Azores travel guide. Expert tips and holiday advice including itineraries and activities for all nine islands, Ponta Delgada and Horta highlights, walking routes, endemic flora and wildlife. Features UNESCO Biosphere Reserves, Furnas, Santa Maria, São Miguel, Graciosa, Terceira, Faial, Angra do Heroísmo, whalewatching, cycling and horseriding.
About this book
Now in its eighth edition, Bradt’s Azores remains the only comprehensive guidebook to this nine-island archipelago – a mountainous, nature-lover’s wilderness perched in the mid-Atlantic at the western extremity of Europe.

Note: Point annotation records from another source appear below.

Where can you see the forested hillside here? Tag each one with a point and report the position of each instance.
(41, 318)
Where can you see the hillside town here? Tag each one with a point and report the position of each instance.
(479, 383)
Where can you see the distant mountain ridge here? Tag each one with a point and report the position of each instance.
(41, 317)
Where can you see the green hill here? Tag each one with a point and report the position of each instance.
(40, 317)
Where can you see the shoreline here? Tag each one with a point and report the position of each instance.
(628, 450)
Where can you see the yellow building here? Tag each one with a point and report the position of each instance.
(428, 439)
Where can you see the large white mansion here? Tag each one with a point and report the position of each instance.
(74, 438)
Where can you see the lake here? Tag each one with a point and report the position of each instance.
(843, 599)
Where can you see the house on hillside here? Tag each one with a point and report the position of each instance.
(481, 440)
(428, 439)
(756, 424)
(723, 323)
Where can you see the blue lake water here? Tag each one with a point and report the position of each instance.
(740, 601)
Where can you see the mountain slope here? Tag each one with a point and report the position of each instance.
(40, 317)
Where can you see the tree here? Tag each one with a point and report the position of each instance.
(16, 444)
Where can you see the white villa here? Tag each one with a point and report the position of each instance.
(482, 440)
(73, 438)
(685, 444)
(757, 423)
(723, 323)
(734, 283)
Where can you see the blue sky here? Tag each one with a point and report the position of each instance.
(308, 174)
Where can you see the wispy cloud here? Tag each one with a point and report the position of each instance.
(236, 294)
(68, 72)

One of the world’s best whalewatching destinations, a geological curiosity and – more recently – a mid-Atlantic adventure playground, the Azores have become ever more accessible thanks to low-cost European flights. The nine islands making up the Azorean archipelago share volcanic origins, albeit from different eras, so each rugged landscape boasts a unique feel. The approach to tourism also differs from island to island: while São Miguel welcomes a rising number of cruise ships and international flights, and Faial is a busy hub for trans-ocean yachts, tiny Corvo and gentle Santa Maria remain almost untouched. The Gulf Stream guarantees a mild climate and plenty of greenery: a pleasant environment for this easily accessible, safe, welcoming and authentic mid-haul destination.

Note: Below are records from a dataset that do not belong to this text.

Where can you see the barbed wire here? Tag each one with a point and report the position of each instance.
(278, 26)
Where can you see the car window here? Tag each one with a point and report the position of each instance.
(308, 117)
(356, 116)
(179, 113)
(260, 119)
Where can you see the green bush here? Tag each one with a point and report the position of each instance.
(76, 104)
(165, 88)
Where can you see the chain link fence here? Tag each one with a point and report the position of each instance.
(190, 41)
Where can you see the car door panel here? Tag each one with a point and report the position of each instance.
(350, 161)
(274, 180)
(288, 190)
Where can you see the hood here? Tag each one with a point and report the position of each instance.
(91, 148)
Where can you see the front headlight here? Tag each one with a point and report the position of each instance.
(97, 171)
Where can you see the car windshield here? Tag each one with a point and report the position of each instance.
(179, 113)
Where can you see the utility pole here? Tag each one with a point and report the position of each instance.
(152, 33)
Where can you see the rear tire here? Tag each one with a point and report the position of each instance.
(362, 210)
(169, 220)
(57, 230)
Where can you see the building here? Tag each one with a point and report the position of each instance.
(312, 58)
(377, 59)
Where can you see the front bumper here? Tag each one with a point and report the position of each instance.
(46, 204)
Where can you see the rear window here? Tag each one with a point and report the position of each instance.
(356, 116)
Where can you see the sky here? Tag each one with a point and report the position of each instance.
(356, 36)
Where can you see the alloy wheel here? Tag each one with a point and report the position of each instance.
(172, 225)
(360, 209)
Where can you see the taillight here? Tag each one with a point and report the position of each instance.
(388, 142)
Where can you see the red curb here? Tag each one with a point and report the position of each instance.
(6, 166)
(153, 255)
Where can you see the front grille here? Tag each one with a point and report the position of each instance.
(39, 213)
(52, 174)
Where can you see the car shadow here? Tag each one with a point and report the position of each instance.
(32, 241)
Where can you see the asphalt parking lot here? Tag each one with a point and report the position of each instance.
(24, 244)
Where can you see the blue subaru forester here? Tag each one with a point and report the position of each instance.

With each island treated to its own chapter, Bradt’s Azores provides all the details a visitor needs for a rewarding, enjoyable visit to an archipelago where cows outnumber people. Author and expert botanist David Sayers shares his deep knowledge about flora, fauna and geology that are integral to getting to know the islands. This new edition – thoroughly updated by prolific guidebook author Tim Burford – strengthens coverage of the land- and sea-based activities that have become a significant part of the Azores’ attractions this century while providing the most recent practical information such as where to stay and eat in every price band.

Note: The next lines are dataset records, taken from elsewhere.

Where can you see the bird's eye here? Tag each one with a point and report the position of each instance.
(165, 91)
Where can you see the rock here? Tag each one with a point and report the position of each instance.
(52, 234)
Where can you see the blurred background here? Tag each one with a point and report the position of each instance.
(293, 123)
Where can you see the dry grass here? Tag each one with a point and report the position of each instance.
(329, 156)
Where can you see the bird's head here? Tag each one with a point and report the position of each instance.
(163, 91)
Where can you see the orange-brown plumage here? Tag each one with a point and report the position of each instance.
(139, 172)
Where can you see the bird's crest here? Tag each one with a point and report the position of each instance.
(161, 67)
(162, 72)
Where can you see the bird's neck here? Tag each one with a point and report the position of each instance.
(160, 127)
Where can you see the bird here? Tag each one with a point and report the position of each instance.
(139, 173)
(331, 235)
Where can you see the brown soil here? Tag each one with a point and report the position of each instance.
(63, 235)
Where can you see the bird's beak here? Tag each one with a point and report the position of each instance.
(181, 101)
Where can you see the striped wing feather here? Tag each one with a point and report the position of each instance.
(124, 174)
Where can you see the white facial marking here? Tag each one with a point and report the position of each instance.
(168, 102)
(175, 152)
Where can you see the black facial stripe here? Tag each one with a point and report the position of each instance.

Five centuries of human history are well documented in a host of museums spread across the islands, which explain the fluctuating fortunes and strategic importance of the archipelago through the centuries. Attractive architecture, carefully preserved festivals, four islands with UNESCO Biosphere Reserve status and thermal pools complete what is a very agreeable picture. Little wonder then that the Azores attracts geologists, birdwatchers, whalewatchers, horseriders, walkers, mountaineers bent on climbing Portugal’s highest peak (on Pico island), divers, surfers, sailors, mountain-bikers and canyoners – indeed anyone who loves nature or the great outdoors in all its forms.
About the Author
David Sayers is a horticulturist and author who studied at Royal Botanic Gardens Kew and overseas, and has spent a lifetime exploring the world for plants. Running a travel company for 26 years, in 1984 he pioneered the first walking/botanical tour to the Azores. Sayers has been going back ever since, enjoying numerous excellent hikes on all nine islands, and has led many tours, sharing his enthusiasm for Azorean life. As the islands have gradually joined the modern world without losing their native charm, Sayers’ journey has been one of constant discovery, finding new walks, new eateries and new interests. One of his keenest memories was offshore, spotting fin, blue and pilot whales in one magical morning off Ponta Delgada. Sayers has also helped restore several of São Miguel’s historic gardens, which are now visitor ‘must-sees’. Even after a lifetime of worldwide travel, the Azores remain his favourite destination.